Last month, the company said it had secured a $35 million exclusivity fee from an unnamed suitor for the global rights to Tryvio, with a deal expected to be signed before the end of the year. Should the negotiations bear fruit, Idorsia will be in line for an undisclosed upfront fee, milestone payments and tiered royalties of sales, it said at the time.

But, in an update Friday morning, the biotech said this timeline now looks too ambitious.

“Negotiations with the undisclosed party continue, however the company cannot guarantee that an agreement can be reached,” Idorsia explained in the Dec. 20 release. “As a result, the company is considering options to extend the company’s operational cash runway to bridge to a potential binding offer, as well as all strategic options.”

Tryvio, the first approved medicine to target the endothelin pathway as opposed to the typical methods of other antihypertensive therapies, received the nod from the FDA in March to treat high blood pressure when combined with other antihypertensive drugs.

The initial announcement in late November of a potential deal for the drug came with a warning that Idorsia is looking to cut about 270 roles in R&D as well as support functions at the company’s Allschwil, Switzerland, headquarters in order to reduce its operating costs.

In today’s update, Idorsia said that after a consultation process with employee representatives at its headquarters, it now looks like 250 positions globally will be impacted, with the process already underway.

Money is certainly on Idorsia’s mind.
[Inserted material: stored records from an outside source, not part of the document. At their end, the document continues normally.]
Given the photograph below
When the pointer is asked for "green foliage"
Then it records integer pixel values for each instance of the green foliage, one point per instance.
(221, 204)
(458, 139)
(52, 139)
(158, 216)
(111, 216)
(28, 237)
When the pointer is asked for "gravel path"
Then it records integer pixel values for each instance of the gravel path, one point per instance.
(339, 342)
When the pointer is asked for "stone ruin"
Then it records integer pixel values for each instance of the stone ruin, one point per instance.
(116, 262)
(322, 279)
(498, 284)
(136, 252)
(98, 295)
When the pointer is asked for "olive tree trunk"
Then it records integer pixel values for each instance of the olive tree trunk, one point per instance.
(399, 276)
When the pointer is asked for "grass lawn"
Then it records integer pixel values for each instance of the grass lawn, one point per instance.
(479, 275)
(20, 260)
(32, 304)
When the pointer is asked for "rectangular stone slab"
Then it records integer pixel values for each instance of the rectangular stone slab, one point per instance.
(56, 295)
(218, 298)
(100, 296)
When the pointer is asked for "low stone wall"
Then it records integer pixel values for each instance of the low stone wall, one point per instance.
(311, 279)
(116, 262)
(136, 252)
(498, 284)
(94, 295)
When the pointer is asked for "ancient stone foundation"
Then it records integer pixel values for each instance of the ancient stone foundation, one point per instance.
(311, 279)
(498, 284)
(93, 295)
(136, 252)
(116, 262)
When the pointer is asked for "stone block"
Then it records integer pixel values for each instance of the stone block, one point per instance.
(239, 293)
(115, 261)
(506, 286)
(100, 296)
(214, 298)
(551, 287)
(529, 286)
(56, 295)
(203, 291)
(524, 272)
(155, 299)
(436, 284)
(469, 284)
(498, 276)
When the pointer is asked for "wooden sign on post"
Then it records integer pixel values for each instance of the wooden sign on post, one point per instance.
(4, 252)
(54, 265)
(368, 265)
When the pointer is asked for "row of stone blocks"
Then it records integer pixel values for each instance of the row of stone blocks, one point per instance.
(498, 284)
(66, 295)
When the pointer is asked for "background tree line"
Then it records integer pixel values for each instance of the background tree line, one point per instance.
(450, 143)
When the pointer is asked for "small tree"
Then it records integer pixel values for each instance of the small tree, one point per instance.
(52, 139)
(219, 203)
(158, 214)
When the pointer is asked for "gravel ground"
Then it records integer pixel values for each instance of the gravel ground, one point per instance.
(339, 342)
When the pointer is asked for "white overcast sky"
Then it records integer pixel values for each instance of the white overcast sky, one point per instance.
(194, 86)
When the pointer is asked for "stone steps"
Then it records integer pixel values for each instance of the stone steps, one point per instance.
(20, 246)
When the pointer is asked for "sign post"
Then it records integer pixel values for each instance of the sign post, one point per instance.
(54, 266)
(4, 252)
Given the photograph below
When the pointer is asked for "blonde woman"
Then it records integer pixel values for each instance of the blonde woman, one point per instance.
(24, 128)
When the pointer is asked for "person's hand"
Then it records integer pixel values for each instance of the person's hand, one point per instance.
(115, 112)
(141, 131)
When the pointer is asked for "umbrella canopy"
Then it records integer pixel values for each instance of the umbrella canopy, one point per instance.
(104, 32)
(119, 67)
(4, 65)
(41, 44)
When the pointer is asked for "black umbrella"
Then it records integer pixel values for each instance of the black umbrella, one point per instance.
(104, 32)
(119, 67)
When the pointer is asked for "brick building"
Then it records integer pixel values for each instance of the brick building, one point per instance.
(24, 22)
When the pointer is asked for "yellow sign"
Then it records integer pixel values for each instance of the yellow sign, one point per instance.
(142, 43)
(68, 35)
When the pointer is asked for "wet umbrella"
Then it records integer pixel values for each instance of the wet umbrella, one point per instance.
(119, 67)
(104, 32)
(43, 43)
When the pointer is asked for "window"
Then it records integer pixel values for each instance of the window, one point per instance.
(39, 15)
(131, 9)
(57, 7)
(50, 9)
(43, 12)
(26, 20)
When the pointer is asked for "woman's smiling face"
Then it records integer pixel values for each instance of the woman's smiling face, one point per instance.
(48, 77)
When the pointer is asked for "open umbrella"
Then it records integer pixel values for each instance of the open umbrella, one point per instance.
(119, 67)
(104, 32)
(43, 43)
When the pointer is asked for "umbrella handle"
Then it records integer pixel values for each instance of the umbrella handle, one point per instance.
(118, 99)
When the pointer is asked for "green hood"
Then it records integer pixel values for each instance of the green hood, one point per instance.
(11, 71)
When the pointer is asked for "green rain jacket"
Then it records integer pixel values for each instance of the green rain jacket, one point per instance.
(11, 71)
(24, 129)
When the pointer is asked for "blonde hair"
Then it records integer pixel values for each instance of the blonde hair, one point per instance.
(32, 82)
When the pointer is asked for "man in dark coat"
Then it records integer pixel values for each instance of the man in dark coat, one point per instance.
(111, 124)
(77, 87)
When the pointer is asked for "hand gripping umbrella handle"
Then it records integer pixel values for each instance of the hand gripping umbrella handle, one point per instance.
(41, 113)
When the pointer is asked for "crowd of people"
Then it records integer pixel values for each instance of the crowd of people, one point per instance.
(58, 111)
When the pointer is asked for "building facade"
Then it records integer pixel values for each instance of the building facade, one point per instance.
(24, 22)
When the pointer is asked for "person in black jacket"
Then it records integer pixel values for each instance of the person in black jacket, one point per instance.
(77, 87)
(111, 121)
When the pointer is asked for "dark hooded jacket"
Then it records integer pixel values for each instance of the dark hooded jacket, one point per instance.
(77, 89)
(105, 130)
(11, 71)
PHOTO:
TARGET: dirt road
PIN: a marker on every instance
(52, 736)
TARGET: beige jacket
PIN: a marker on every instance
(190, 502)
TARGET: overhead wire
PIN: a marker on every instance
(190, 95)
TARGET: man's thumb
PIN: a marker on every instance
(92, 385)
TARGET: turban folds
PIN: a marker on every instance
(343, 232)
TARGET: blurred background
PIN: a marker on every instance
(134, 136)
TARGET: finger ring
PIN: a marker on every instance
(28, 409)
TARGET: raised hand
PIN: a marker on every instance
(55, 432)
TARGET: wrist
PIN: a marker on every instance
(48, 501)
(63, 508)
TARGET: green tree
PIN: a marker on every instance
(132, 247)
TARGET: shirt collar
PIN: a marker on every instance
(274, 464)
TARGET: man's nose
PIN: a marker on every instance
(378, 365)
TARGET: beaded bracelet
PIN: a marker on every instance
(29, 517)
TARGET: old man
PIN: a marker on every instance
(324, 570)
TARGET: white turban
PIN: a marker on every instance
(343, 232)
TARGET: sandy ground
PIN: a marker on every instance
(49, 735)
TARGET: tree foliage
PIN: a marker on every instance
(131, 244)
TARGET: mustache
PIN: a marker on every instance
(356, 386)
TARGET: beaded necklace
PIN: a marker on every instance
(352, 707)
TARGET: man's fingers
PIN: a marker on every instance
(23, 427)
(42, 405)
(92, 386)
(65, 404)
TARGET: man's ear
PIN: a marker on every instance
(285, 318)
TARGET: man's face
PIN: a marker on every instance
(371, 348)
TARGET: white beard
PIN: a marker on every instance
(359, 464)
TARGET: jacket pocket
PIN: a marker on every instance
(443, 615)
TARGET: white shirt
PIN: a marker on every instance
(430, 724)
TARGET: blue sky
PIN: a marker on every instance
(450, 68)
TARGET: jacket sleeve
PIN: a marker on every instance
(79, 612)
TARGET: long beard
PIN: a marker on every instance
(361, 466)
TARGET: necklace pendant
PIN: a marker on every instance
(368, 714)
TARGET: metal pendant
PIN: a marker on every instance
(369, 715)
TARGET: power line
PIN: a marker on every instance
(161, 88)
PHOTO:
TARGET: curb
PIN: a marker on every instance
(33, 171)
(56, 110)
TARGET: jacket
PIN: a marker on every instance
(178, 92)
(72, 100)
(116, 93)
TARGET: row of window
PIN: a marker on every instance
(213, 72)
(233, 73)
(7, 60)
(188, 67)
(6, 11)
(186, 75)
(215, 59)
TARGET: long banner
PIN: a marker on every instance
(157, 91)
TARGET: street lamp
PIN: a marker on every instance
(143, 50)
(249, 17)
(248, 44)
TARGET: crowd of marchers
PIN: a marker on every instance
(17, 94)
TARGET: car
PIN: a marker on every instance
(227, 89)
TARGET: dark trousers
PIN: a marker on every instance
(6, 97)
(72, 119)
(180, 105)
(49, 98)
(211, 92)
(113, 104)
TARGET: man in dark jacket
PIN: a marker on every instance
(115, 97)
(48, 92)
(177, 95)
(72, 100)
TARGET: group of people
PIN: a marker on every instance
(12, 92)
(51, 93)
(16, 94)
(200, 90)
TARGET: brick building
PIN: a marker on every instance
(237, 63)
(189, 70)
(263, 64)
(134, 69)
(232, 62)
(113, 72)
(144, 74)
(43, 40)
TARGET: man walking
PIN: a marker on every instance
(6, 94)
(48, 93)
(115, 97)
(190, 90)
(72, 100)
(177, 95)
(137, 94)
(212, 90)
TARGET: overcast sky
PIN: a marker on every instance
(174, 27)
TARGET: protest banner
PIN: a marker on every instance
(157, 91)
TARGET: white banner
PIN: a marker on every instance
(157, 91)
The company expects to end 2024 with around 70 million Swiss francs ($78 millon) in the bank, including the $35 million exclusivity fee from the still-unnamed buyer. Should the Tryvio deal come through in the coming days, this is likely to add another 30 million Swiss francs ($33.4 million) to Idorsia’s bank balance.
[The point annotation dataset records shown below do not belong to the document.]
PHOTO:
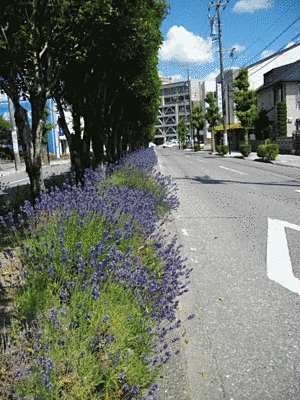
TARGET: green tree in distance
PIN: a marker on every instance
(197, 121)
(37, 40)
(281, 118)
(245, 102)
(212, 116)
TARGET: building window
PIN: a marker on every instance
(278, 95)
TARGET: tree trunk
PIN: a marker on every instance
(31, 140)
(213, 144)
(246, 136)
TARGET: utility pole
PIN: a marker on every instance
(14, 135)
(218, 5)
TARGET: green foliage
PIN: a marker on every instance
(212, 116)
(282, 118)
(245, 149)
(268, 151)
(197, 120)
(262, 126)
(245, 101)
(262, 151)
(222, 149)
(182, 131)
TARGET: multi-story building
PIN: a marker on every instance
(256, 73)
(282, 84)
(177, 101)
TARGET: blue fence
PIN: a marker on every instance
(4, 111)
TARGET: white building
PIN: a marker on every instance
(177, 101)
(282, 84)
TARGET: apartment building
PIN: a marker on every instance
(177, 101)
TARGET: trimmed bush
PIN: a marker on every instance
(268, 151)
(245, 149)
(222, 149)
(262, 151)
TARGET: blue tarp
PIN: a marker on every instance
(4, 111)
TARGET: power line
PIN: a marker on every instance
(274, 40)
(274, 58)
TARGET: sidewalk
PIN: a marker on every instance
(282, 159)
(7, 168)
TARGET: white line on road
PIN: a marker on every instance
(234, 170)
(279, 266)
(20, 180)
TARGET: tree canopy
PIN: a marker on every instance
(212, 116)
(245, 101)
(98, 59)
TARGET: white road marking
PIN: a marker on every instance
(20, 180)
(279, 266)
(234, 170)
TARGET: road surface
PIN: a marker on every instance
(239, 224)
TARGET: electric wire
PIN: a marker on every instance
(277, 37)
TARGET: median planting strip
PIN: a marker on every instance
(99, 290)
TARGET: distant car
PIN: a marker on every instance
(171, 144)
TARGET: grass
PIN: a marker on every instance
(83, 325)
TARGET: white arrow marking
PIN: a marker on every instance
(234, 170)
(279, 266)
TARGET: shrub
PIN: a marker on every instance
(222, 149)
(272, 151)
(268, 151)
(245, 149)
(100, 288)
(262, 151)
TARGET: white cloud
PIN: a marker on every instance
(266, 54)
(212, 75)
(289, 44)
(183, 47)
(250, 6)
(238, 48)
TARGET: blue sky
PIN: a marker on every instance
(256, 28)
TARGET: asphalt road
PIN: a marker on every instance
(239, 224)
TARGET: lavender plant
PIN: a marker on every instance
(101, 285)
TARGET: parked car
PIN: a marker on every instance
(171, 144)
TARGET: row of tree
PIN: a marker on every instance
(97, 59)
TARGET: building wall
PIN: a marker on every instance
(256, 71)
(292, 90)
(291, 94)
(177, 98)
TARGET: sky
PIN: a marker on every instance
(255, 28)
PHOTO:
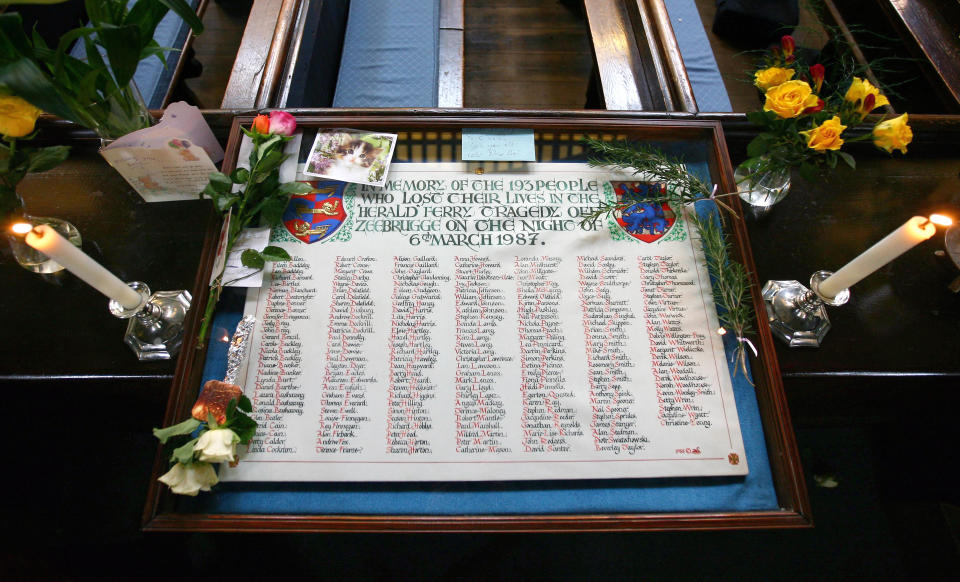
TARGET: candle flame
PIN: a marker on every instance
(941, 220)
(21, 228)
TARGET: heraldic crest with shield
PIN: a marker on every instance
(643, 218)
(315, 216)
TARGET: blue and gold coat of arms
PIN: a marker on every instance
(318, 214)
(643, 219)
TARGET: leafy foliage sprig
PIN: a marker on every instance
(808, 106)
(253, 194)
(682, 187)
(731, 283)
(80, 90)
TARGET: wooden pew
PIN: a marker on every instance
(637, 56)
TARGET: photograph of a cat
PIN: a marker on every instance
(352, 160)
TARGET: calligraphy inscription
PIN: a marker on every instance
(473, 329)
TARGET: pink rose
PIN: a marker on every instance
(282, 123)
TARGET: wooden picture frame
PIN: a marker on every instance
(162, 514)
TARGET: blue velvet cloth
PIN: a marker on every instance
(153, 77)
(697, 55)
(390, 55)
(752, 492)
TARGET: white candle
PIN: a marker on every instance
(49, 242)
(911, 233)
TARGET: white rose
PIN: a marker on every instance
(190, 479)
(217, 446)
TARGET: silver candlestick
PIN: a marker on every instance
(155, 330)
(798, 314)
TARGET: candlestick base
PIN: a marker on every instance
(797, 315)
(155, 330)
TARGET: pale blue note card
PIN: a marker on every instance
(498, 144)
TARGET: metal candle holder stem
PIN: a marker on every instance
(155, 330)
(798, 314)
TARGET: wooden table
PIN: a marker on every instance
(64, 358)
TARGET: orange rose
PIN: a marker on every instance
(865, 96)
(790, 99)
(825, 136)
(771, 77)
(261, 124)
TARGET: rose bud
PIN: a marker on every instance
(214, 398)
(261, 124)
(817, 72)
(282, 123)
(788, 45)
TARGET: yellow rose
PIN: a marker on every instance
(893, 134)
(17, 117)
(790, 99)
(858, 93)
(825, 136)
(772, 77)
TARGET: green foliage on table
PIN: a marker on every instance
(93, 91)
(731, 281)
(249, 195)
(17, 162)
Even if the sale does work out, Idorsia said it is still “diligently seeking additional funding” of at least 200 million Swiss francs ($223 million) to pave out a cash runway into 2026.

Over previous years, Idorsia has issued two convertible bonds with a combined nominal value of 800 million Swiss francs ($893 million), but the biotech is looking for an extension to their repayment timelines “given the near-term maturity and the inability of the company to repay the bonds at this time,” Idorsia said in the release.

“Signing the agreement for [Tryvio] is a crucial first step to ensure the future of Idorsia,” CEO André Muller said in the release. “Based on our current liquidity forecasts, there are additional prerequisites to allow the company to continue to operate, which include the completion of the recently announced company restructuring; the restructuring of the company’s outstanding debt, including the 2025 and 2028 convertible bonds; and raising additional funding.”

“As a result of these constraints and the delay to the completion of the [Tryvio] agreement, we are also considering all strategic options beyond a deal for [Tryvio],” the CEO added.

The Swiss biopharma, which also manufactures insomnia med Quviviq, has been walking a financial tightrope for the last couple of years. After laying off 300 employees last year, Idorsia secured short-term salvation in February 2024 via a $350 million upfront payment from Viatris in exchange for the global rights to two phase 3 candidates.